Emma and Cristina walked close together. Julian was in front, letting Erec guide them. Mark still felt uneasiness. It seemed as if they had gotten away too easily. For the King of the Unseelie Court to have let them go, and to have them take his favorite son . . .
"Where are the others?" Erec asked as the trees thinned out and the sky, multicolored in all its glory, became visible. "Your friends?"
"Friends?" Mark said, in a puzzled tone.
"The archers," said Erec. "Those flaming arrows in the Court-clever, I'll grant you. We wondered how you would cope with weapons once we took your angel powers away."
"How did you do that?" Mark asked. "Did you unhallow all this land?"
"That wouldn't make a difference," said Emma. "Runes work even in demon realms. This is something stranger."
"And the blight," said Mark. "What is the meaning of the blighted land? It is everywhere in the Unseelie Lands, like cancer in a sick body."
"As if I would speak of it," snapped Erec. "And it is no use threatening me-it would be worth my life to tell you."
"Believe me, I'm tired of threatening you myself," said Julian.
"Then let me go," said Erec. "How long do you plan to keep me? Forever? For that is how long you'd have to use me for protection to keep my father and his knights from finding you and cutting your throats."
"I said I was tired of threatening you, not that I was going to stop doing it," said Jules, tapping the knife blade. They'd come to the edge of the forest, where the trees ended and fields began. "Now, which way?"
Erec set off into the field, and they followed. Kieran was leaning more heavily on Mark. His face was very pale in the moonlight. The stars picked out the blue and green in his hair-his mother had been an ocean faerie, and a little of the shimmering loveliness of water remained in the colors of Kieran's hair and eyes.
Mark's arm curved around him unconsciously. He was angry at Kieran, yes, but here in Faerie, under the brilliant polychromatic stars, it was hard not to remember the past, not to think of all the times he'd clung to Kieran for warmth and companionship. How it had been just them, and he had thought perhaps it always would be. How he'd thought himself lucky that someone like Kieran, a prince, and beautiful, would ever look at him.
Kieran's whisper was a light caress against Mark's neck. "Windspear."
Windspear was Kieran's horse, or had been. He had come with him from the Court when Kieran had joined the Hunt.
"What about him? Where is he?"
"With the Hunt," said Kieran, and coughed, hard. "He was a gift from Adaon, when I was very young."
Mark had never before met Kieran's half brothers, the dozens of princes by different mothers who vied for the Unseelie Throne. Adaon, he knew from Kieran's tales, was one of the kinder ones. Erec was the opposite. He had been brutal to Kieran for most of his life. Kieran rarely spoke of him without anger.
"I thought I heard his hoofbeats," Kieran said. "I hear them still."
Mark listened. At first he heard nothing. His hearing was not as sharp as Kieran's or any true faerie's, at least not when his runes weren't working. He had to strain his ears to finally hear the sound. It was hoofbeats, but not Windspear's. Not any one horse's. This was a thunder of hoofbeats, dozens of them, coming from the forest.
"Julian!" he cried.
There was no keeping the panic from his voice; Jules heard it and turned, fast, his grip on Erec loosening. Erec tore away, exploding into motion. He streaked across the field, his black cloak flying behind him, and plunged into the forest.

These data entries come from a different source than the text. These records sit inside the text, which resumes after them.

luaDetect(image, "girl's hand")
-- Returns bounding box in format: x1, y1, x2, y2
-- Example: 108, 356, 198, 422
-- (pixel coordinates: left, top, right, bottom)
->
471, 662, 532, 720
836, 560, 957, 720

"And he was such awesome company, too," Emma muttered. "All that 'Nephilim, you will die in a welter of your own blood' stuff was really refreshing." She paused. She had heard the horses. "What's that-?"
Cortana seemed to fly into her hand. Julian was still holding his dagger; Cristina had reached for her balisong.
"The King's cavalry," said Kieran, with surprising calm. "You cannot fight them."
"We must run," Mark said. "Now."
No one argued. They ran.
They tore through the field, leaped a stone wall on the far side, Mark half-carrying Kieran over. The ground had begun to tremble by then with the force of distant hoofbeats. Julian was swearing, a low steady stream of curses. Mark guessed he didn't get to swear all that much back at the Institute.
They were moving fast, but not fast enough, unless they could find more woods, some kind of cover. But nothing was visible in the distance, and looking up at the stars told Mark little. He was exhausted enough that they dizzied him. Half his strength felt as if it were going to Kieran: not just dragging him along but willing him upright.